Asrın felaketinin üzerinden 1 ay geçmemişken bile Expo alanındaki yarım kalan PUT’un inşaatına devam edilmesi büyük bir tepki çekmişti.

Bu tepkiyi ise dile getirip vatandaşımızın duygularına tercüman olmuştuk.

Bilindiği üzere 1 yıllık reklamı için 39 milyon liralık tanıtım ihalesine çıkılan, kelebek müzesi gibi milyonlarca lira toprağa gömülen, bugünün parası ile en az 1,5 milyar liraya mal olan Expo ne kadar beklentiyi karşılayacak göreceğiz.

Milyarlarca lirayı götüren Expo alanına yapılan PUT için yazdığım eleştirisel bir yazı için önceki gün ifadeye çağrıldım.

Büyük PUT’u eleştirdiğimiz için işleyen Adalet, pamuklu şeker, elmalı şeker, gıda kolisi ve altyapı hizmetlerine harcandığı iddia edilen 145 milyonun akıbeti hakkında da umarım işler

Savcılardan korktuğu kadar Allah’tan korkmayanlar maalesef her şeyi hukuka uydurduğunu düşünse de kusursuz usulsüzlüğün, kitabına uydurmanın olmadığını, adaletin isterse bu düzenekleri ortaya çıkaracağını benim hatırlatmama gerek yok zannedersem.

Aradığım 5-6 ilçe belediye başkanından bir tanesi sadece gıdaya 100 bin TL harcadığını diğer belediyeler AFAD’dan gelen kolileri dağıttıklarını, Onikişubat belediyesi ise kendi bütçesinden 145 milyon harcama yaptığını belirtmiş, bunun akıbetini ise kimse sormamıştı.

Bilindiği üzere belediyeyle ilgili bir iki polis baskını olmuş, şuan gizlilik kararı süren dosyanın akıbetinin de sonucunu merakla beklediğimizi sayın savcıların bu işi hassasiyetle takip edeceklerine inancımız tamdır.

Daha önce kamuoyunda bazı milletvekillerinin Adliye’ye giderek bazı dosyaları sümenaltı ettiği dedikoduları gelse de, artık her yerden kokular gelen bu dosyaları hiç kimsenin kapatamayacağını da biliyorum.

Burada siyasetten gelen eski İçişleri Bakanı Süleyman Soylu’ya vebal yüklemiş, mesaj çekmiş ve defaatle çağrı yapmama rağmen bir sonuç elde edememiştik.

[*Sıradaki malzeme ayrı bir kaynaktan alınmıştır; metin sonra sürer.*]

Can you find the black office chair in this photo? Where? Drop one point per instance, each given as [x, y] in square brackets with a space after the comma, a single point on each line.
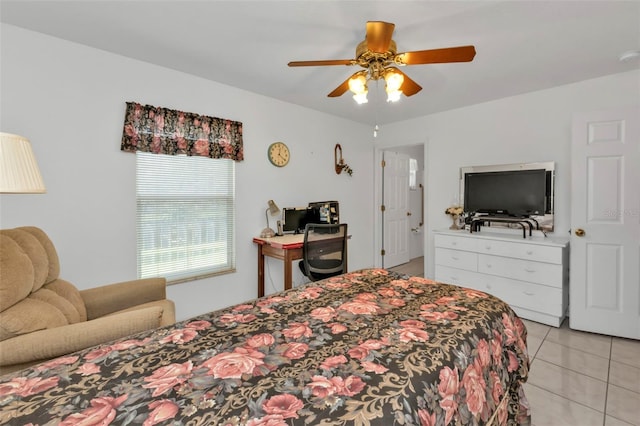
[324, 252]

Yeni bakanımızdan ümitliyim..

Bürokrasiden gelen çiçeği burnunda İçişleri Bakanı Ali Yerlikaya’nın milletin emanetine sahip çıkacağına ve çağrılarımıza kulak vereceğine inanıyorum.

Bir belediyeye müfettiş geldiğinde doğrudan teminle satın alınan ürünlerin akıbetini sorsun. Yeşil alanlara, vatandaşın alanlarına ne olduğunu sorsun. Devasa projelerin etrafındaki arsaları sorsun.

Acil olmamasına rağmen pazarlık usulü ihaleleri sorsun… birde bana sorsun…

Birde birkaç vatandaş arsalarıyla ilgili işlem yapılan birkaç vatandaşı çağırarak sorsun…

Artık bu şehir hakkını kimseye yedirmemeli, deprem hiç kimseye ders olmamış…

Bu sistem değişmeli, bu siyaset yapan figürler değişmeli, tüyü bitmemişlerin hakkını namaz kılarak yiyenler ve buna ses çıkarmayarak geleceğini düşünen (Haksızlık karşısında susanlar dilsiz şeytandır)  dilsiz şeytanlar bilinki o depremde şehit olan 13 bin vatandaşımızın iki eli yakanızda olacaktır.